Pour mieux comprendre la profondeur de ce verset, examinons ses termes clés. Le mot kutiba est un verbe passif dérivé de la racine kataba, qui signifie communément « écrire ». Cependant, dans divers versets coraniques, il est utilisé comme kināyah (métonymie) pour désigner un décret divin. Par exemple, dans la sourate al-Mujādilah, verset 21 (Q 58:21), il fait référence à un commandement précis d’Allah, tandis que dans ce verset, il désigne une obligation imposée aux croyants. Le terme siyām (jeûne) provient d’une racine arabe signifiant « s’abstenir », en particulier de quelque chose de naturellement désirable. Dans son usage préislamique, ce mot dépassait le simple fait de s’abstenir de nourriture et de boisson. Par exemple, dans l’histoire de Dame Maryam (a), il lui est ordonné d’entreprendre un jeûne (sawm) sous la forme d’un vœu de silence :

فَإِمَّا تَرَيِنَّ مِنَ الْبَشَرِ أَحَدًا فَقُولِي إِنِّي نَذَرْتُ لِلرَّحْمَٰنِ صَوْمًا فَلَنْ أُكَلِّمَ الْيَوْمَ إِنسِيًّا
Si tu vois quelqu’un d’entre les humains, dis [lui :] « Assurément, j’ai voué un jeûne au Tout Miséricordieux : je ne parlerai donc aujourd’hui à aucun être humain » (Q19 :26)

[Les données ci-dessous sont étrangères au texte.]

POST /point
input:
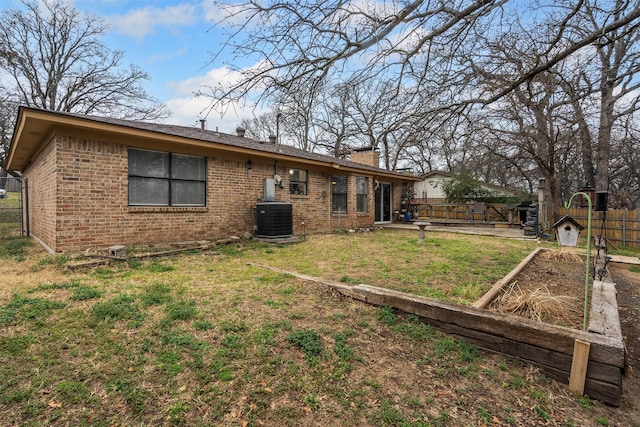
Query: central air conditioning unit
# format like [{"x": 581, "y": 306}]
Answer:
[{"x": 274, "y": 219}]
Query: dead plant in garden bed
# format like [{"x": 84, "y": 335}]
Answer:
[
  {"x": 538, "y": 304},
  {"x": 562, "y": 256}
]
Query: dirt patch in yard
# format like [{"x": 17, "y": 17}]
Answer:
[{"x": 233, "y": 363}]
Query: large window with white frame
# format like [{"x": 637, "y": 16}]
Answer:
[
  {"x": 158, "y": 178},
  {"x": 297, "y": 181}
]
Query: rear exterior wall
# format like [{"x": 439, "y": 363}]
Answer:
[{"x": 79, "y": 199}]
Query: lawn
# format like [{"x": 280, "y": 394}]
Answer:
[{"x": 212, "y": 338}]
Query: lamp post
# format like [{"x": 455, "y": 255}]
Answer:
[{"x": 586, "y": 277}]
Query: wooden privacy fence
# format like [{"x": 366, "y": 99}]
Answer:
[
  {"x": 474, "y": 212},
  {"x": 619, "y": 227}
]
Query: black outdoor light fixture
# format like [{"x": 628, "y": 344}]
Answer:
[{"x": 601, "y": 201}]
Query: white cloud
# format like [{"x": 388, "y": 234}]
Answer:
[
  {"x": 187, "y": 109},
  {"x": 139, "y": 23}
]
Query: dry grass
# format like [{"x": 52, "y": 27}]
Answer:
[
  {"x": 205, "y": 338},
  {"x": 538, "y": 304}
]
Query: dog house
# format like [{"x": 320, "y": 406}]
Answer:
[{"x": 567, "y": 231}]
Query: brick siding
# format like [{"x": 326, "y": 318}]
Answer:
[{"x": 78, "y": 199}]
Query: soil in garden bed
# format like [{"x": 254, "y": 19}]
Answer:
[{"x": 549, "y": 289}]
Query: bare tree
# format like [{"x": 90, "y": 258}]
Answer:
[{"x": 54, "y": 59}]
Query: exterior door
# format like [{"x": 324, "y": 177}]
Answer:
[{"x": 383, "y": 202}]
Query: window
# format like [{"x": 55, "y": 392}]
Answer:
[
  {"x": 362, "y": 194},
  {"x": 339, "y": 194},
  {"x": 297, "y": 181},
  {"x": 158, "y": 178}
]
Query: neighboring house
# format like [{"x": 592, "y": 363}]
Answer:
[
  {"x": 430, "y": 187},
  {"x": 95, "y": 182}
]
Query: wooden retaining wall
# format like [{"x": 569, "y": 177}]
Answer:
[{"x": 548, "y": 347}]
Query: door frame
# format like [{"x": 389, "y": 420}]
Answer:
[{"x": 381, "y": 203}]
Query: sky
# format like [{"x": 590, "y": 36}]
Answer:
[{"x": 173, "y": 42}]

Ainsi, l’essence du jeûne ne réside pas seulement dans la privation physique, mais plutôt dans un renoncement conscient aux plaisirs terrestres pour un but supérieur.
Ce verset coranique révèle également une réalité profonde : le jeûne, dans son sens plus large de maîtrise de soi, a longtemps été un chemin vers l’élévation spirituelle. L’étude d’autres traditions religieuses le confirme :

  • Christianisme : Le Carême est une période de 40 jours de jeûne, de prière et de pénitence avant Pâques. De nombreux chrétiens s’abstiennent de viande, de produits laitiers et de tout plaisir personnel pendant cette période.
  • Judaïsme : Yom Kippour, le Jour du Grand Pardon, est un jeûne de 25 heures marqué par une abstinence totale de nourriture et de boisson en guise de repentir.
  • Hindouisme, bouddhisme et jaïnisme : Ces traditions mettent également l’accent sur le jeûne comme moyen de purification, avec des pratiques telles que l’Ekadashi, le Navaratri et le jeûne rigoureux des moines jaïns.

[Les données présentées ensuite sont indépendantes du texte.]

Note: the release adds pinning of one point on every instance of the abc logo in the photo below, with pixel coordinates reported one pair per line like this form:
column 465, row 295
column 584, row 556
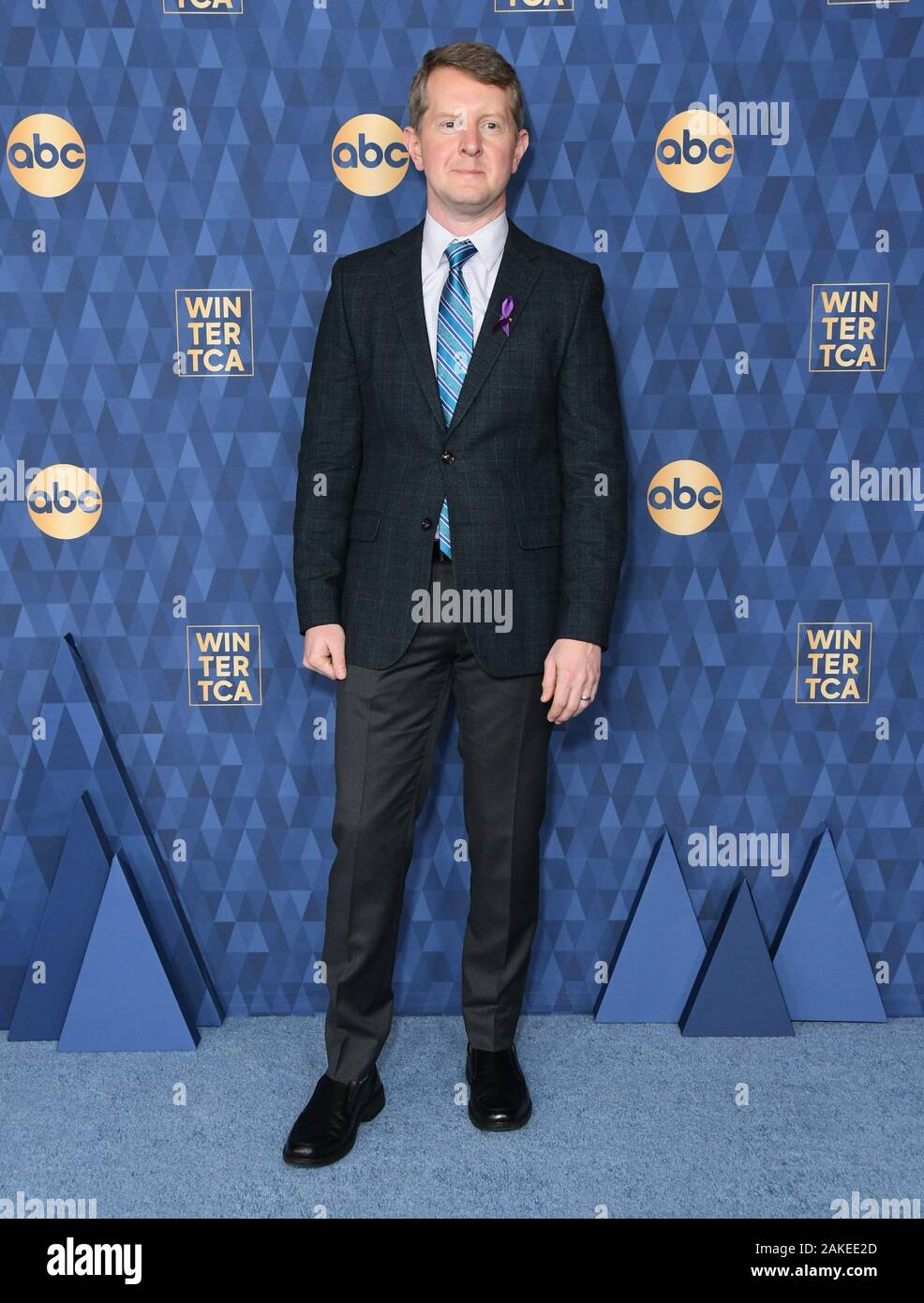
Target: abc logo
column 369, row 154
column 64, row 501
column 693, row 150
column 684, row 497
column 46, row 156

Ces pratiques répandues soulignent que le jeûne n’est pas un simple rituel : c’est une inclination humaine intemporelle vers la discipline et la purification. Au-delà des traditions religieuses, la nature innée de l’homme confirme également cette vérité. En cherchant à s’élever spirituellement, il réalise instinctivement la nécessité de réfréner ses désirs. Le monde, avec toutes ses séductions, peut le distraire de sa véritable raison d’être. En jeûnant, il reprend le contrôle de son corps et oriente son âme vers un but supérieur. L’Imam Ali (a) décrit magnifiquement les effets spirituels du jeûne : afin d’offrir la paix à leurs membres, d’installer la peur dans leur regard, de rendre leur esprit humble, de leur donner de l’humilité dans le cœur et de les affranchir de toute arrogance. (Nahj al-Balāghah, Sermon 192). 

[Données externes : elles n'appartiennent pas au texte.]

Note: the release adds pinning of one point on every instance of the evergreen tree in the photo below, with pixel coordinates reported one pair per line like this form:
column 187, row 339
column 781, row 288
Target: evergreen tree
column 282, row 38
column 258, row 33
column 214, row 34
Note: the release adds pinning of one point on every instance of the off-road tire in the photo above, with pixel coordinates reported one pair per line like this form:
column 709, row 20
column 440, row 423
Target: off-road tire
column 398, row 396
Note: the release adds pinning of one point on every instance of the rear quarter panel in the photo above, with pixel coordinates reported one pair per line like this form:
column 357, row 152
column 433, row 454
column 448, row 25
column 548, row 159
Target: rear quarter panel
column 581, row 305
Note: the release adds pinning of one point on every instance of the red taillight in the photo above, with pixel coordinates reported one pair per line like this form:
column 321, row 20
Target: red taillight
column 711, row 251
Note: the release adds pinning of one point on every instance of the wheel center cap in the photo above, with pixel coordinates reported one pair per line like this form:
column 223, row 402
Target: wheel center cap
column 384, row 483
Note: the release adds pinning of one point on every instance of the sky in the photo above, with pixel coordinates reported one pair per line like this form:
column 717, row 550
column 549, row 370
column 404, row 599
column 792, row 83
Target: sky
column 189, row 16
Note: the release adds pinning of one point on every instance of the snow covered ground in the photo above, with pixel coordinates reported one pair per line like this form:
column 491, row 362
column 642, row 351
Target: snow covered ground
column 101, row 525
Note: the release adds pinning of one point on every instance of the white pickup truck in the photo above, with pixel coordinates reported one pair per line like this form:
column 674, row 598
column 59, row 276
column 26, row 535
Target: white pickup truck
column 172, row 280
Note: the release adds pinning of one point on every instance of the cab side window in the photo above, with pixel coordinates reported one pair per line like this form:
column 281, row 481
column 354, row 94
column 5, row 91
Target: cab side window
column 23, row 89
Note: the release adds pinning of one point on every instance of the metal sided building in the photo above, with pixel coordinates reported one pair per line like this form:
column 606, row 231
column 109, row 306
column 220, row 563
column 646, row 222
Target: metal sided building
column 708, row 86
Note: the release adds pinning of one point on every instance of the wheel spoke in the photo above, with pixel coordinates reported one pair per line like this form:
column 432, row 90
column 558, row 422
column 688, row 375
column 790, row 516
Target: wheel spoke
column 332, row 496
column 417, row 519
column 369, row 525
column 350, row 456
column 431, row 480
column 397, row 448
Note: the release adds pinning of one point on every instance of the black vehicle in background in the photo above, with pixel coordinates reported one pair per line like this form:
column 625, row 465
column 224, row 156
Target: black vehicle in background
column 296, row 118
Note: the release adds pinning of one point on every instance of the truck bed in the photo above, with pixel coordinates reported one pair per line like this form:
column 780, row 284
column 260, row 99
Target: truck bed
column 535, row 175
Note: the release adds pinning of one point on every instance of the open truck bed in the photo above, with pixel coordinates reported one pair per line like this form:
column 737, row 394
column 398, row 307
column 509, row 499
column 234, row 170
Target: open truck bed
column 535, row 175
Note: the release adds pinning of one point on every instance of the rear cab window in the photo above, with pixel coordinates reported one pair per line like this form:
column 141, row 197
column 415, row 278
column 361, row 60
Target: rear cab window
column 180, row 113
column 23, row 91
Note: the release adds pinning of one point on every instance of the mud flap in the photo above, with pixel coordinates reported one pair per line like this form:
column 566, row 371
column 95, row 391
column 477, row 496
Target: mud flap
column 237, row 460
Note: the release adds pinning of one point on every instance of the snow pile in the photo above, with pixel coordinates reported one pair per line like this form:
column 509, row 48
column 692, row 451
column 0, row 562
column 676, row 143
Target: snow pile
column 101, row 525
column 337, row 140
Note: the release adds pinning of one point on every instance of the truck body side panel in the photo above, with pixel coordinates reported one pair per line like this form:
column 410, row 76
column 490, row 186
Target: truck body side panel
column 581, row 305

Le jeûne est donc un terrain d’entraînement, où le corps est discipliné et l’âme purifiée.

Alors que nous entrons dans la seconde moitié du mois de Ramadan, nous demandons à Allah de nous aider à apprécier cette opportunité divine. Qu’Il nous accorde la capacité de jeûner de manière à ce que nous puissions atteindre la maîtrise de soi, la taqwā et une véritable proximité avec Lui.

Resources: ‘Allāmah Tabātabā’ī, Al-Mīzān.